Thuggish. Bullies. Brutes. Graceless. Disrespectful.
They’re just some of the tags that pundits around the world have used in recent years to describe Australia’s unique brand of aggression on the cricket pitch.
It’s a reputation that has been difficult to shake for Michael Clarke, who admits he had overstepped the line in the most recent Ashes series.
But it’s not something that keeps Clarke awake at night.
“I don’t care too much. I know we play a tough brand of cricket,” Clarke said on the eve of the first Test against England.
“But we’re also respectful towards the players we play against, and to the game of cricket.
“A lot of it sells newspapers and it builds the series as well, so I’m more than happy for there to be a lot of talk about it.
“To me, it’s not what you say – it’s what you do.”
The seemingly perennial pre-Ashes topic of sledging has again dominated the lead-up.
Jimmy Anderson, himself one of England’s chattier players, called a fortnight ago for an armistice.
Within days, it became clear that wouldn’t be happening.
Clarke, who famously told Anderson to “get ready for a broken f***ing arm” in the first Test of the 2013-14 Ashes, called on his teammates to play hard but fair over the next eight weeks.
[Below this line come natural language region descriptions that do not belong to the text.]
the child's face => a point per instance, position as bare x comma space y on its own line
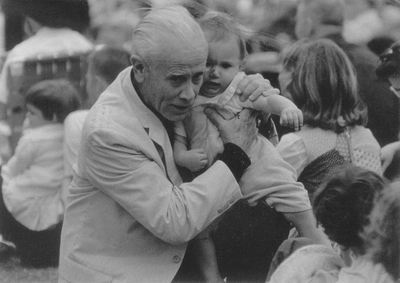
223, 63
285, 78
35, 117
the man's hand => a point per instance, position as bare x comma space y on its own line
252, 86
240, 130
196, 159
291, 117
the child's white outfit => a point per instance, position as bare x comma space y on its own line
32, 178
314, 152
269, 177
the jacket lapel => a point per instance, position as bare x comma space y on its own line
156, 131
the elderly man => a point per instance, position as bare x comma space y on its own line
129, 216
324, 19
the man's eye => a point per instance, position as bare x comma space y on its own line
197, 78
177, 79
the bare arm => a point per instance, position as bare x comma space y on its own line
306, 226
274, 104
290, 115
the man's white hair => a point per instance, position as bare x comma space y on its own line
163, 26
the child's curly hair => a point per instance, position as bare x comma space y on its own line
343, 202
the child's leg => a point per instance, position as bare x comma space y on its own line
206, 259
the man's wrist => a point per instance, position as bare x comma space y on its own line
236, 159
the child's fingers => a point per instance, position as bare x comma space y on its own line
272, 91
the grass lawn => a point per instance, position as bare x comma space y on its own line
12, 272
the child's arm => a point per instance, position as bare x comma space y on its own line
387, 154
291, 116
194, 159
306, 226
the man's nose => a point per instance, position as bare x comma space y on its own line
189, 92
214, 72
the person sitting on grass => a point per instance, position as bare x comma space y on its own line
31, 209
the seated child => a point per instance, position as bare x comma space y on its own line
31, 210
198, 143
341, 205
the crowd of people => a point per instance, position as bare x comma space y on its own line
180, 163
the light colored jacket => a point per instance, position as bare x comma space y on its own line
129, 217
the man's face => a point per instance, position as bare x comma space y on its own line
171, 85
223, 64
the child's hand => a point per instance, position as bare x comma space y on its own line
196, 159
292, 117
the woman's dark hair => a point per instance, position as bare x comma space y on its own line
54, 98
389, 62
343, 202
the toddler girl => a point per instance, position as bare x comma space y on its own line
198, 143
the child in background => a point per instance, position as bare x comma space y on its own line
382, 237
197, 141
342, 206
320, 80
30, 204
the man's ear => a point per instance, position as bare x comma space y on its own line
139, 68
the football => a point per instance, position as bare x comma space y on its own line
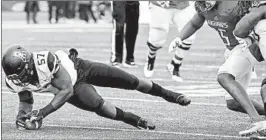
33, 125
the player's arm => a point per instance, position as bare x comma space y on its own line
192, 26
62, 82
189, 29
25, 106
249, 21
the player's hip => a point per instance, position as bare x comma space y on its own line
251, 53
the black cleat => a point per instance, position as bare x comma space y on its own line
144, 124
130, 64
149, 67
183, 100
116, 63
174, 71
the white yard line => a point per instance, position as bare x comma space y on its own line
134, 130
125, 99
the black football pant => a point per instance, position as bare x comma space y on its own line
124, 12
98, 74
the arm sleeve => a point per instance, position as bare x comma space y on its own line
53, 62
249, 21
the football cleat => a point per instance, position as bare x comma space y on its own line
257, 127
144, 124
174, 44
149, 67
174, 73
183, 100
130, 64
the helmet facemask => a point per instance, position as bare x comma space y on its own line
25, 76
204, 6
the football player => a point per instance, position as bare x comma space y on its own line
162, 13
71, 79
234, 74
250, 27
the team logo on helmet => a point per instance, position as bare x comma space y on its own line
21, 55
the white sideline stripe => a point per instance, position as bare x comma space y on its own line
54, 26
126, 99
145, 131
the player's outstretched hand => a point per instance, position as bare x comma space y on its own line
183, 100
35, 115
20, 120
174, 44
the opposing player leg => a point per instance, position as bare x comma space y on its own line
239, 63
118, 32
87, 98
159, 27
233, 105
180, 19
132, 26
107, 76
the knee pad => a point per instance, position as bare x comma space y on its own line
119, 28
157, 36
152, 47
98, 108
232, 104
189, 41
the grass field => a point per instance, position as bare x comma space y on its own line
206, 118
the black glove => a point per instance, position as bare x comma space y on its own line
20, 120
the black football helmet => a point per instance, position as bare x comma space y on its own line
204, 6
18, 65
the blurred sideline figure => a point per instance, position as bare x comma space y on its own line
162, 13
124, 12
85, 7
58, 5
31, 7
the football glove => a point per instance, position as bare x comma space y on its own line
35, 115
164, 4
174, 44
20, 120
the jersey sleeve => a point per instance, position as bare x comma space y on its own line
12, 87
249, 21
53, 62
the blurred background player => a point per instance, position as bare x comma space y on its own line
54, 9
124, 12
162, 13
31, 9
85, 7
253, 27
235, 73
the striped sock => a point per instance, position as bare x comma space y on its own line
180, 54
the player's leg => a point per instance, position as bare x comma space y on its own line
87, 98
159, 27
233, 68
238, 64
118, 32
132, 26
107, 76
180, 19
233, 105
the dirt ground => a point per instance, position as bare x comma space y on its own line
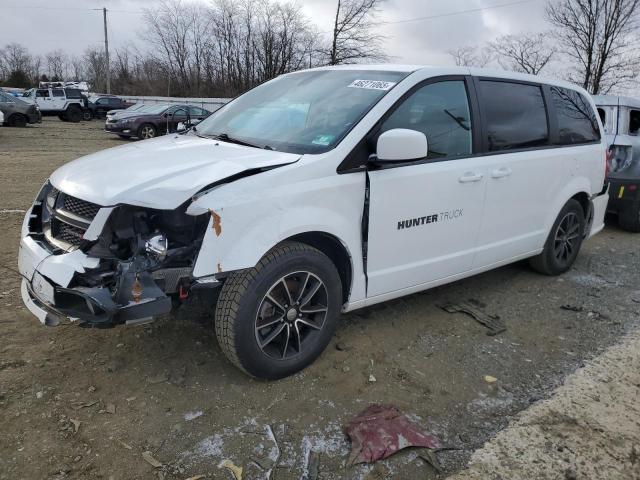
78, 403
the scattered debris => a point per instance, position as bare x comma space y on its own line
76, 424
125, 445
148, 457
492, 322
84, 405
430, 457
158, 378
313, 466
193, 415
233, 468
572, 308
382, 430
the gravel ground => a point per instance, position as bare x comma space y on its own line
78, 403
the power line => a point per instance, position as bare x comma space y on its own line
86, 9
459, 12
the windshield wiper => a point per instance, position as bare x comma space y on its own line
226, 138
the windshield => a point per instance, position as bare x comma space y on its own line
154, 109
307, 112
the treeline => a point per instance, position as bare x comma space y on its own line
215, 50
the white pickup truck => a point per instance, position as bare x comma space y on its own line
67, 103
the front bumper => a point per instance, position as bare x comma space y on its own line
48, 293
35, 117
117, 129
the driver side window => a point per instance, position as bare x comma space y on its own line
440, 111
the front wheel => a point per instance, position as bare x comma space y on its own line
276, 318
564, 241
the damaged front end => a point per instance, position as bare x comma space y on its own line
106, 265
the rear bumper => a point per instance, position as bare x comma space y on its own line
119, 129
599, 205
35, 117
623, 193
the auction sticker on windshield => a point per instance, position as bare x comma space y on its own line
372, 84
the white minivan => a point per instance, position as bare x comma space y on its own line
316, 193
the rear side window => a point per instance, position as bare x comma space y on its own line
440, 111
634, 122
515, 116
577, 122
73, 93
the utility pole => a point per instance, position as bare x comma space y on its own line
106, 49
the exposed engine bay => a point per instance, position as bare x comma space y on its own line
144, 256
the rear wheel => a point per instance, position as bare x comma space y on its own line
276, 318
73, 114
17, 120
563, 243
146, 131
629, 218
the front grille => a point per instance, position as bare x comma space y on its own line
66, 233
79, 207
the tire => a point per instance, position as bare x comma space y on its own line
73, 113
629, 218
17, 120
564, 241
146, 131
292, 335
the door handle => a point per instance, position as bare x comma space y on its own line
470, 177
501, 172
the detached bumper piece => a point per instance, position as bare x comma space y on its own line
97, 307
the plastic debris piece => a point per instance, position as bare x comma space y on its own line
148, 457
382, 430
492, 322
235, 470
76, 424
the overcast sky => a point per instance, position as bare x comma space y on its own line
72, 25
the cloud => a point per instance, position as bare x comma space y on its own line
73, 25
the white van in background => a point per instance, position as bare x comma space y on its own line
320, 192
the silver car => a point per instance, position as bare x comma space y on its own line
621, 119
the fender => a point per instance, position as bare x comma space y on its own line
576, 185
247, 219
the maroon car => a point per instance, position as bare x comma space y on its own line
154, 120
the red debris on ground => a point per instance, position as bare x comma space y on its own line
382, 430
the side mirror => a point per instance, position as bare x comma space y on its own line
401, 145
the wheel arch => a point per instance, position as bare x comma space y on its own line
333, 248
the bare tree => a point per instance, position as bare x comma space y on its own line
471, 56
526, 53
601, 38
354, 36
57, 62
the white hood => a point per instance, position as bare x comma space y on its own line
161, 173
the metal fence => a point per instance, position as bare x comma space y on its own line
211, 104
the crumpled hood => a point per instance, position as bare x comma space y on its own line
161, 173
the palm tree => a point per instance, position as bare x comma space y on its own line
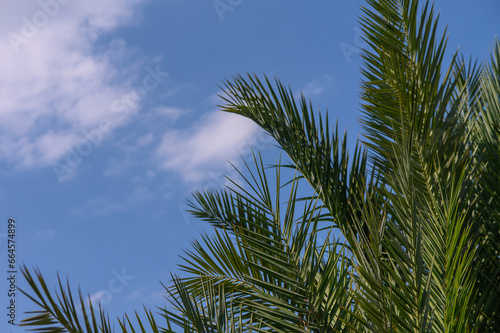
401, 236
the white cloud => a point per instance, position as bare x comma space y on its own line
55, 81
217, 138
317, 86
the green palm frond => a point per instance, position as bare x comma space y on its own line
61, 313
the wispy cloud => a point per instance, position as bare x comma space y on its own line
58, 78
209, 144
317, 86
105, 205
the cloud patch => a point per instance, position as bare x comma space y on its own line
216, 139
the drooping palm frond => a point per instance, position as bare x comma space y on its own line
318, 153
419, 250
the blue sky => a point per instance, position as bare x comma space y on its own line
108, 120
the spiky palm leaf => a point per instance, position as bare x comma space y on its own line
420, 248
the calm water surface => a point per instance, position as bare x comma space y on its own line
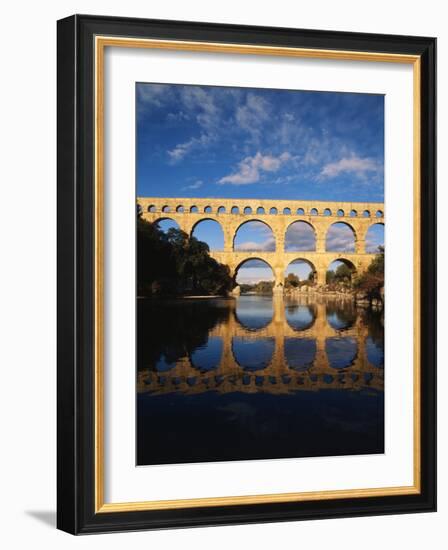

“You don’t have to sledge to play tough cricket,” he said.
“It’s as much about body language and intent.
“In the last Ashes series, if anyone overstepped it, it was me.
“So I have to make sure I set my standard.”
Referee Ranjan Madugalle will meet both skippers before day one in Cardiff.
The International Cricket Council recently cracked down on send-offs and Clarke agreed it was the right move.
“If you get someone out, you know you’ve won the battle anyway,” he said.
Brad Haddin tipped last week there should be some “fireworks” in the first Test, given what was on the line.
“Whether that be with bat, ball or whatever,” he said.
“Ashes campaigns are always fiercely competitive. There will be times when confrontations may happen.
“There has never really been any dramas with sledging. I don’t really see the need to talk about it.”
Mitchell Starc, who was cautioned over his send-off of India’s Murali Vijay in January, didn’t expect to get in too many verbal battles in the first Test.
“I am not one to chirp the batsmen. I am just trying to concentrate on bowling,” Starc said.